The real problem impact lies with the system of implementation of policies within the Indian democratic system be it at the central level or at state, policies plans and strategies are drafted, and bills are passed but their effective implementation never insured at any level ion the democratic hierarchy. Not only with the rights of minorities, the issue i.e. the ineffectiveness in the implementation of strategies plagues each and every aspect/elements of the modern Indian society.

Many times the government at the central and state level are in conflict with each other regarding various policies and their implementation, for e.g. the OBC quota. Certain castes are recognized as OBC at state levels but not at central level and vice-versa, it leads to an utter chaos. Many a times candidates belonging to such caste and communities which are a point of conflict suffer at the hands of flawed policies when they apply in governmental avenues such as jobs.
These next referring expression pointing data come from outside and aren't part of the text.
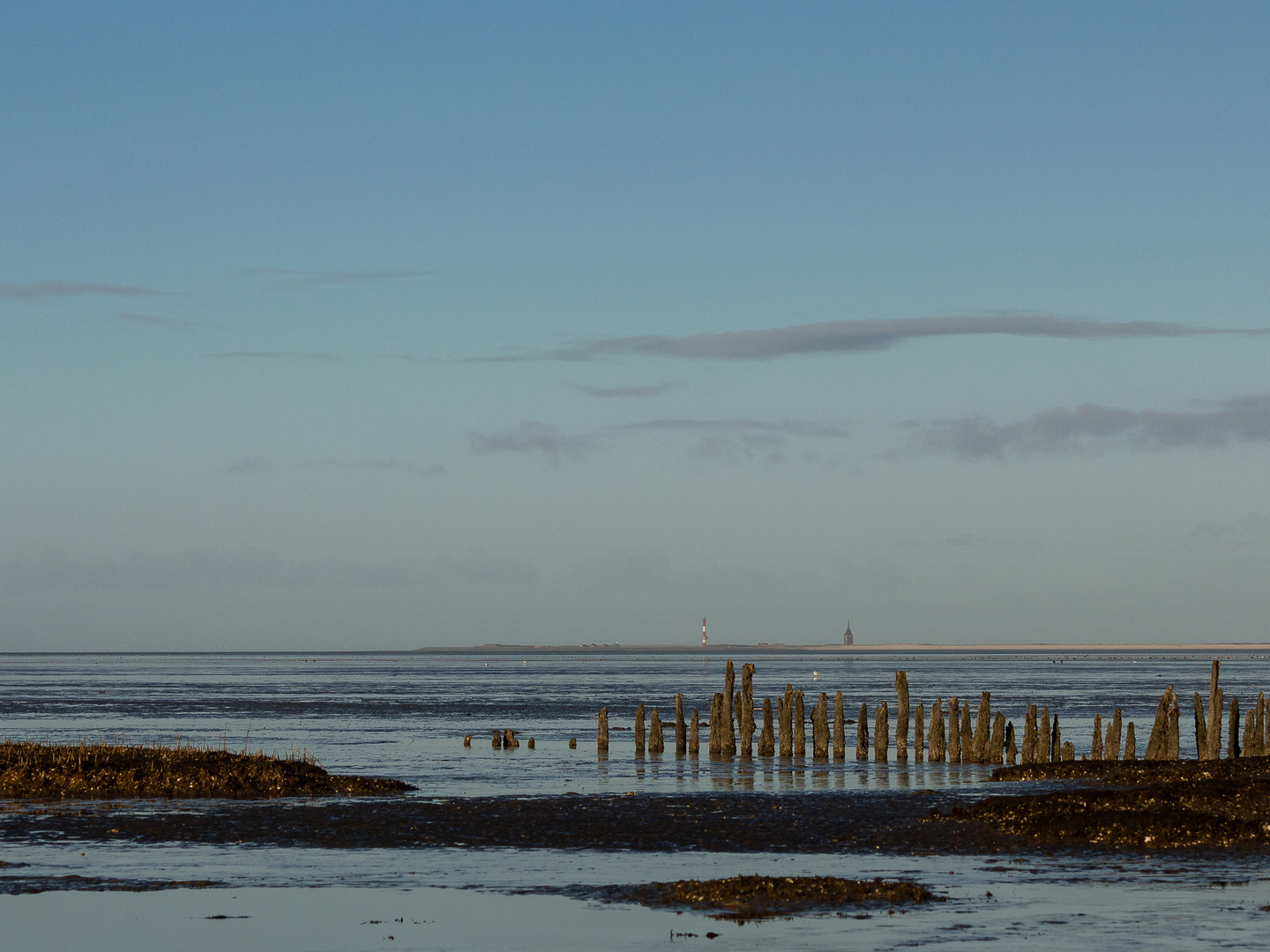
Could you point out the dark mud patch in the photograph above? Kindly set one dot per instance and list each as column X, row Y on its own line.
column 744, row 897
column 28, row 885
column 108, row 770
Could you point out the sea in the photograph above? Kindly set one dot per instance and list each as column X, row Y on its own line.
column 406, row 716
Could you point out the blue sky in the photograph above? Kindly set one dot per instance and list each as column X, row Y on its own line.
column 343, row 326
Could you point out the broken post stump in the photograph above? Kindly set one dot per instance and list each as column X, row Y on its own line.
column 766, row 741
column 902, row 716
column 863, row 734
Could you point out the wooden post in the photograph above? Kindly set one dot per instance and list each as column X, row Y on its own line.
column 1157, row 744
column 882, row 734
column 863, row 734
column 902, row 718
column 938, row 738
column 997, row 746
column 1232, row 750
column 728, row 736
column 983, row 724
column 716, row 725
column 840, row 729
column 799, row 725
column 918, row 733
column 820, row 729
column 787, row 721
column 681, row 729
column 766, row 741
column 746, row 714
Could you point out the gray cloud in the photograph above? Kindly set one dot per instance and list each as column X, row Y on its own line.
column 534, row 437
column 288, row 279
column 147, row 320
column 42, row 569
column 274, row 355
column 862, row 335
column 66, row 288
column 619, row 392
column 1086, row 428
To the flipside of the whole issue is the non-existence of the status of Minorities. The governments are fighting for the status of minorities with each other regardless of the fact that under Article 30 of the Indian Constitution the word Minorities remains undefined. It remains just the Article 14 which states that every citizen of India is equal before law. It is estimated that there are about 1500 languages in India. Article 334-335 declared that the official languages of India for communication with centre will be Hindi and English. There are 22 official languages identified by constitution. India does not have a national language. Article 345 states that “the Legislature of a state may by law adopt any one or more of the languages in use in the State or Hindi as the language or languages to be used for all or any of the official purposes of that State: Provided that, until the Legislature of the State otherwise provides by law, the English language shall continue to be used for those official purposes within the State for which it was being used immediately before the commencement of this Constitution”. Still many state governments like that of Tamil Nadu and Maharashtra, are at loggerheads with the central government over abolishing Hindi and declaring their local language as the official language in their states. To end it all, it must be said that it is both the constitution and the state which must consider and act in accordance and sync. That minorities are an integral part of India, we all know. But still it remains undefined. So, it is the constitution that must act first, to ensure the consolidation of the stand for minorities.